A novel localization phenomenon, termed erratic non-Hermitian skin localization, has been identified in disordered globally-reciprocal non-Hermitian lattices. Unlike conventional non-Hermitian skin effect and Anderson localization, it features macroscopic eigenstate localization at irregular, disorder-dependent positions with sub-exponential decay. Using the Hatano-Nelson model with disordered imaginary gauge fields as a case study, this effect is linked to stochastic interfaces governed by the universal order statistics of random walks. Finite-size scaling analysis confirms the localized nature of the eigenstates. This discovery challenges conventional wave localization paradigms, offering new avenues for understanding and controlling localization phenomena in non-Hermitian physics.

Figures (5)

• Figure 1: Schematic of three different types of localization in a one-dimensional NH disordered lattice. The three panels depict typical shapes of four eigenstates $|\psi_n|$ in different color. (a) NH skin localization: all eigenstates are exponentially localized at the lattice edges. (b) Anderson localization: the eigenstates are exponentially localized and their locations are uniformly distributed along the lattice. (c) Erratic skin localization: all eigenstates are localized at around the same position in the lattice, with possible far apart satellite peaks. The localization is lower than exponential and the position of the main and satellite peaks is erratic, i.e. strongly dependent on the realization of disorder.
• Figure 2: (a) Schematic of the Hatano-Nelson model with disordered imaginary gauge field. (b) Energy spectrum of the Hatano-Neslon model under PBC (blue circles) and OBC (red circles) for a Bernoulli distribution $f(h)$ with $\Delta h=0.4$. Lattice size $N=1000$. (c) Behavior of the eigenstate distribution $I_n$ under PBC for four different realizations of the stochastic sequence $\{ h_n\}$, indicated by the four different colors.

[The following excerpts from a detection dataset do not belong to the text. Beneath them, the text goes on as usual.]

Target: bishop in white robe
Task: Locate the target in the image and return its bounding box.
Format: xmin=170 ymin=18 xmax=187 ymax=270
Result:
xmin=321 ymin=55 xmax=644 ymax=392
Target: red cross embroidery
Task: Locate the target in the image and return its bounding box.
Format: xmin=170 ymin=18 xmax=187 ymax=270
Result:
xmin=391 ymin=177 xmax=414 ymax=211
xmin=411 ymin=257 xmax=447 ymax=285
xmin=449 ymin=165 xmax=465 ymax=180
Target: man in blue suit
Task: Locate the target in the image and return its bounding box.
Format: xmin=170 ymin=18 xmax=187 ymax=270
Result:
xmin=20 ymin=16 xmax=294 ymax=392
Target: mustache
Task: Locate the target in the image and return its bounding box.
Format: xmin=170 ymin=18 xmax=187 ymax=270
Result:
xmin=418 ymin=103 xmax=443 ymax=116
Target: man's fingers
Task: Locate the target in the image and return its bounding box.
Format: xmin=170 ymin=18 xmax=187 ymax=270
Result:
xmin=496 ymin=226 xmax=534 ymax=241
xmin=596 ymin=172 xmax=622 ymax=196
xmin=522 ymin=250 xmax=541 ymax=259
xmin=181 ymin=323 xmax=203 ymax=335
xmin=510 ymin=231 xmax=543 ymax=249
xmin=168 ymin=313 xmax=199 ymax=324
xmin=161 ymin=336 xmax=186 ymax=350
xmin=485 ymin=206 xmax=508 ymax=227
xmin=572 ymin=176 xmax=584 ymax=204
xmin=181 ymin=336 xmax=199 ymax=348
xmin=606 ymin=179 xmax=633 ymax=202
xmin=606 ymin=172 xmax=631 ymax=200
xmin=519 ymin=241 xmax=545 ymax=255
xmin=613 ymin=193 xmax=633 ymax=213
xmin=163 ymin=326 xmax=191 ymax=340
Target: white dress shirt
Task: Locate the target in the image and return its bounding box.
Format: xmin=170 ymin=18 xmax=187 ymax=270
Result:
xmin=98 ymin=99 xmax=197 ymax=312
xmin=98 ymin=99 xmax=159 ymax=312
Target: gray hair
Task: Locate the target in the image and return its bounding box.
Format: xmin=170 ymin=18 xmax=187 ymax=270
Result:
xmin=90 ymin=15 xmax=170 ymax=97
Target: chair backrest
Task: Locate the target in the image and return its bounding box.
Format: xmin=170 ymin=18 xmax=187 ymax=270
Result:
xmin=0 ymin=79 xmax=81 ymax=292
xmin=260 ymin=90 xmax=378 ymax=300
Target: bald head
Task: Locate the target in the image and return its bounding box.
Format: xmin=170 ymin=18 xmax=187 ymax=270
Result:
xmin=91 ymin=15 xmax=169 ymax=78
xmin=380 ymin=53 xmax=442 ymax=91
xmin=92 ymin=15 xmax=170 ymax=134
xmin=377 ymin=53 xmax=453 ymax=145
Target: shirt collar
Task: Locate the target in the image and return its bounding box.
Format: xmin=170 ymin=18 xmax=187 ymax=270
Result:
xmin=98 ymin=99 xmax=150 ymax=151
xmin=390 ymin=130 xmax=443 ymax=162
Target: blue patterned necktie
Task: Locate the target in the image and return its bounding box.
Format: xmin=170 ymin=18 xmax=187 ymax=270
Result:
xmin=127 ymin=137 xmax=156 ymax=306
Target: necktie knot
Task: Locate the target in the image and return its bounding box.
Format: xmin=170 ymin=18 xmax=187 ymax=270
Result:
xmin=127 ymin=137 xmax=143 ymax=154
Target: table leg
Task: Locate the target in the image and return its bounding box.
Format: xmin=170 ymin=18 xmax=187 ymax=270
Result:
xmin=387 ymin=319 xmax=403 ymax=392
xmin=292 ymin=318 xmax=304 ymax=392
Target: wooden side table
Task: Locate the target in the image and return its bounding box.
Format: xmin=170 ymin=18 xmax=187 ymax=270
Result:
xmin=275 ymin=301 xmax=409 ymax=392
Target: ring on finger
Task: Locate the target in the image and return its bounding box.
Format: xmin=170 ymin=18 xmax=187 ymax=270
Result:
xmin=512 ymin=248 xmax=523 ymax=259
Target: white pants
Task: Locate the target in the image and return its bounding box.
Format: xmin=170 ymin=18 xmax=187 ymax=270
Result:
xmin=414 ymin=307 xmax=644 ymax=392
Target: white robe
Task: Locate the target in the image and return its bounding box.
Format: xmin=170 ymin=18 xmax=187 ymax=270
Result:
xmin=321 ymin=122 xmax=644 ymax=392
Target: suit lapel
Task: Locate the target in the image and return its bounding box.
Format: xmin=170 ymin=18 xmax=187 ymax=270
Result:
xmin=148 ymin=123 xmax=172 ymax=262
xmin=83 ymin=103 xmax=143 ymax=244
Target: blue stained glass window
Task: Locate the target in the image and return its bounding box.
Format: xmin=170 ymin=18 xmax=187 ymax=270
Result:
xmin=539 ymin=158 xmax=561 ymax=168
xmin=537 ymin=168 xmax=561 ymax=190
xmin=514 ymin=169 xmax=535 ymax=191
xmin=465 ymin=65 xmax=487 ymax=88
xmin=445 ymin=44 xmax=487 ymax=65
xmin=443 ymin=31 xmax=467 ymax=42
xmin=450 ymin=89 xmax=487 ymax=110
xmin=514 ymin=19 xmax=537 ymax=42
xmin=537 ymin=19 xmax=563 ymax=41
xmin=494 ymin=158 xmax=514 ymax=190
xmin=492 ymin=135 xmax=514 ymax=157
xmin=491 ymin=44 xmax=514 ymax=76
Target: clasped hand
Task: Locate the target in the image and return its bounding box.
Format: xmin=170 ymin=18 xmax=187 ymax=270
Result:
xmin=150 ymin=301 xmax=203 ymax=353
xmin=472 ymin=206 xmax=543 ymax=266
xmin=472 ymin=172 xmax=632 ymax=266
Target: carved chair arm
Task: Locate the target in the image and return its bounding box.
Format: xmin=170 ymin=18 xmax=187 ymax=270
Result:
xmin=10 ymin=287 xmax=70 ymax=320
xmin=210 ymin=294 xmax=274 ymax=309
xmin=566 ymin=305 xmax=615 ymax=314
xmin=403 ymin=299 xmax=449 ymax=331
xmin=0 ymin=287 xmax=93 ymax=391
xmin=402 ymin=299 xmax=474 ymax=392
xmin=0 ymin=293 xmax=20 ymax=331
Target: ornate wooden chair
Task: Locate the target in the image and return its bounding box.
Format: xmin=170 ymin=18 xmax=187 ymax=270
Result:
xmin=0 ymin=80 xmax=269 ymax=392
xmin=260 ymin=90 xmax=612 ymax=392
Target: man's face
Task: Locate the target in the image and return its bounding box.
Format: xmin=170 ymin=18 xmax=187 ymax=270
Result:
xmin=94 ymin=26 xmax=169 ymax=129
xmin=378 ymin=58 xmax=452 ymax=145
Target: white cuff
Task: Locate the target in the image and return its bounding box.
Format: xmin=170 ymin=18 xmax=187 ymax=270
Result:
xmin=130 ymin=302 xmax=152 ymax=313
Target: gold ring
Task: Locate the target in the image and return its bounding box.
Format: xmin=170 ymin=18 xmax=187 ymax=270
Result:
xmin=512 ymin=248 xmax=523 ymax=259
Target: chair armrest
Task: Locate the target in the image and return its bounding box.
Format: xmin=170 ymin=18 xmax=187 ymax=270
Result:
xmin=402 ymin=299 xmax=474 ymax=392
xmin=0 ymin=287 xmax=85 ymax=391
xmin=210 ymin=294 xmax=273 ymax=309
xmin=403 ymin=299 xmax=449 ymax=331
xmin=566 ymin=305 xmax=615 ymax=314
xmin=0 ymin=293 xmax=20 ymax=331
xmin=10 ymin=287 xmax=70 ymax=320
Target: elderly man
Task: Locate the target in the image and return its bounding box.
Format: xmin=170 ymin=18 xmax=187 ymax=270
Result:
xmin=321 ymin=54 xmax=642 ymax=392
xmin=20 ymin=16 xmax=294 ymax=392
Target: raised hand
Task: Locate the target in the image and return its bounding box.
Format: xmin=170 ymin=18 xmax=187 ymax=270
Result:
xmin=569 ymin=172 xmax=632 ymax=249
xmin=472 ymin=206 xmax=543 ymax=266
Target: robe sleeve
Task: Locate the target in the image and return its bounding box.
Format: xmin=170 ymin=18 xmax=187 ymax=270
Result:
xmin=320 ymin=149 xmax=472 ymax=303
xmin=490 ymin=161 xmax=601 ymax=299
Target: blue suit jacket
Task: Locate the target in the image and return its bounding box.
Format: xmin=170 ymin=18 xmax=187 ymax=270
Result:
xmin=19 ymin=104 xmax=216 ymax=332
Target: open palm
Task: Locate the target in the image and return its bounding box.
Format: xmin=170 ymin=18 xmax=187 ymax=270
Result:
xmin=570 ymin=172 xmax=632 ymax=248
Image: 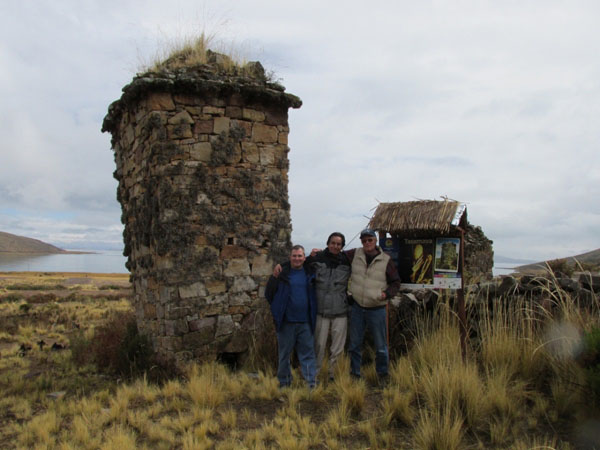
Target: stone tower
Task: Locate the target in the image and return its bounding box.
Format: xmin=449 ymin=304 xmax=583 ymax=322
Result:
xmin=102 ymin=51 xmax=302 ymax=361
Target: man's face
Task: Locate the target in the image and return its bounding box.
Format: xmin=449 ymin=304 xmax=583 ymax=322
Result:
xmin=290 ymin=248 xmax=306 ymax=269
xmin=327 ymin=236 xmax=342 ymax=255
xmin=360 ymin=236 xmax=377 ymax=253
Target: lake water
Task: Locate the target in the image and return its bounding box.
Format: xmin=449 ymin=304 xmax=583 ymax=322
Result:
xmin=0 ymin=251 xmax=129 ymax=273
xmin=0 ymin=250 xmax=514 ymax=277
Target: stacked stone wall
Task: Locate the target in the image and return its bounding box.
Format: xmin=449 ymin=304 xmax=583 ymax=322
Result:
xmin=103 ymin=64 xmax=301 ymax=360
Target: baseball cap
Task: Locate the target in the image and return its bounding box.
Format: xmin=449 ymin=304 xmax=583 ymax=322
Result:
xmin=360 ymin=228 xmax=377 ymax=239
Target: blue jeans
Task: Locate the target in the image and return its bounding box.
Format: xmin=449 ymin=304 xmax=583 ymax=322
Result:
xmin=348 ymin=302 xmax=389 ymax=377
xmin=277 ymin=322 xmax=317 ymax=387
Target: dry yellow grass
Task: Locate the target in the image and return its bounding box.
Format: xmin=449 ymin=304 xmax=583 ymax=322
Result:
xmin=0 ymin=268 xmax=600 ymax=449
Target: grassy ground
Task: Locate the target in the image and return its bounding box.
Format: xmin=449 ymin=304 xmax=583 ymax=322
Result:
xmin=0 ymin=273 xmax=600 ymax=449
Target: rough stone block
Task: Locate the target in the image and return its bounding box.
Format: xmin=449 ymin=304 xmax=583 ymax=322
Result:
xmin=223 ymin=330 xmax=251 ymax=353
xmin=188 ymin=316 xmax=217 ymax=332
xmin=220 ymin=245 xmax=248 ymax=259
xmin=213 ymin=117 xmax=231 ymax=134
xmin=165 ymin=319 xmax=189 ymax=336
xmin=146 ymin=92 xmax=175 ymax=111
xmin=202 ymin=106 xmax=225 ymax=116
xmin=223 ymin=258 xmax=250 ymax=277
xmin=252 ymin=255 xmax=274 ymax=277
xmin=229 ymin=277 xmax=257 ymax=294
xmin=227 ymin=305 xmax=250 ymax=314
xmin=231 ymin=120 xmax=252 ymax=137
xmin=167 ymin=111 xmax=194 ymax=125
xmin=252 ymin=123 xmax=279 ymax=143
xmin=183 ymin=327 xmax=215 ymax=350
xmin=179 ymin=282 xmax=207 ymax=299
xmin=215 ymin=315 xmax=234 ymax=337
xmin=167 ymin=124 xmax=194 ymax=139
xmin=206 ymin=280 xmax=227 ymax=295
xmin=194 ymin=119 xmax=214 ymax=134
xmin=225 ymin=106 xmax=242 ymax=119
xmin=190 ymin=142 xmax=212 ymax=162
xmin=260 ymin=145 xmax=276 ymax=166
xmin=242 ymin=108 xmax=265 ymax=122
xmin=229 ymin=292 xmax=252 ymax=306
xmin=159 ymin=336 xmax=183 ymax=352
xmin=242 ymin=142 xmax=260 ymax=164
xmin=144 ymin=303 xmax=156 ymax=320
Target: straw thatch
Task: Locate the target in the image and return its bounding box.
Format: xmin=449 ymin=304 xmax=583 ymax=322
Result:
xmin=369 ymin=200 xmax=467 ymax=234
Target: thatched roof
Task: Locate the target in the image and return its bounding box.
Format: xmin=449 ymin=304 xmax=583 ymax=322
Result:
xmin=369 ymin=200 xmax=467 ymax=234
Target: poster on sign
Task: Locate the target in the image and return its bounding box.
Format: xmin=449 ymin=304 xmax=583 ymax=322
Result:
xmin=435 ymin=238 xmax=460 ymax=273
xmin=398 ymin=238 xmax=435 ymax=288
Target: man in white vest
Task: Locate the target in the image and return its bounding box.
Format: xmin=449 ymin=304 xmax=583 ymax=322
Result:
xmin=345 ymin=228 xmax=400 ymax=384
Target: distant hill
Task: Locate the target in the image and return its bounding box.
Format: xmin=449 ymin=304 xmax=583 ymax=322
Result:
xmin=0 ymin=231 xmax=68 ymax=253
xmin=515 ymin=248 xmax=600 ymax=272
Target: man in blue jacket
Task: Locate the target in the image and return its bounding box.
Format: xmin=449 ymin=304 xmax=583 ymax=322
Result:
xmin=265 ymin=245 xmax=317 ymax=388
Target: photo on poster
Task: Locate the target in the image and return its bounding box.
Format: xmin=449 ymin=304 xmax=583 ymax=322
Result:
xmin=435 ymin=238 xmax=460 ymax=272
xmin=398 ymin=239 xmax=434 ymax=285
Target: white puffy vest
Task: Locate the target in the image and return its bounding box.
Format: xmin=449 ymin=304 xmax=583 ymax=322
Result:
xmin=349 ymin=248 xmax=390 ymax=308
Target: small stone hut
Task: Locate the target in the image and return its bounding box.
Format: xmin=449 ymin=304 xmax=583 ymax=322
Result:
xmin=369 ymin=199 xmax=494 ymax=282
xmin=102 ymin=51 xmax=302 ymax=361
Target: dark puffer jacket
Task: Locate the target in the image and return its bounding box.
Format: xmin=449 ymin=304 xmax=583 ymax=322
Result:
xmin=265 ymin=262 xmax=317 ymax=332
xmin=306 ymin=249 xmax=351 ymax=317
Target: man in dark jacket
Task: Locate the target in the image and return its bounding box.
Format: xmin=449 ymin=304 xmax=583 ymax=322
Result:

• Figure 3: (a) Probability density function of the IPR in a lattice of size $N=2000$ with PBC and a disordered gauge field with a Bernoulli distribution ($\Delta h=0.4$). The probability distribution has been numerically computed by considering $10^5$ realizations of the sequence $\{ h_n \}$. (c) Behavior of the mean value $\overline{\rm{IPR}}$ of the IPR distribution versus lattice size (red circles) on a log scale. The dashed curve is the theoretical prediction based on Eq.(5). The blue circles show, for comparison, the IPR behavior in a disorder-free lattice ($h_n=0$). $\beta$ is the corresponding fractal dimension.
• Figure 4: (a) Schematic of the random walk $X_n=\sum_{k=1}^{n-1} h_l$ defined by the stochastic sequence $\{ h_k \}$ of the gauge field. Note that for the specific walk realization there are two relative maxima of $X_k$, at $k=n_1$ and $k=3$, which define two interfaces around which the gauge field $h$ locally displays opposite signs. (b) Schematic of the eigenfunction $|\psi_k|$, displaying a main peak and a satellite peak at the two interfaces. (c) Ordering procedure used to compute the IPR; $\delta_k$ are the gaps between adjacent ordered values of $X_k$.
• Figure 5: (a) Schematic of the NH Rice-Mele model displaying the reciprocal NHSE. (b) Energy spectrum under PBC (blue circles) and OBC (red points) in the disorder-free lattice for $t_1=1$, $t_2=1.5$, $\Delta=2$, $\gamma=0.5$ and $\lambda=1$. (c) Same as (b), but in the disordered lattice, where each amplitude in the sequence $\{ \lambda_n \}$ can take only the two values $\pm 1$ with equal probability (Bernoulli distribution). (d) Behavior of the mean IPR versus system size $N$ on a log scale (blue circles); a statistical average over 100 different realizations of the sequence $\{ \lambda_n \}$ has been assumed. For comparison, the red circles show the behavior IPR$=1/N$ of a delocalized phase. (e) Behavior of the eigenstate distribution $I_n$ for three different realizations of the stochastic sequence $\{ \lambda_n\}$ (lattice size $N=600$).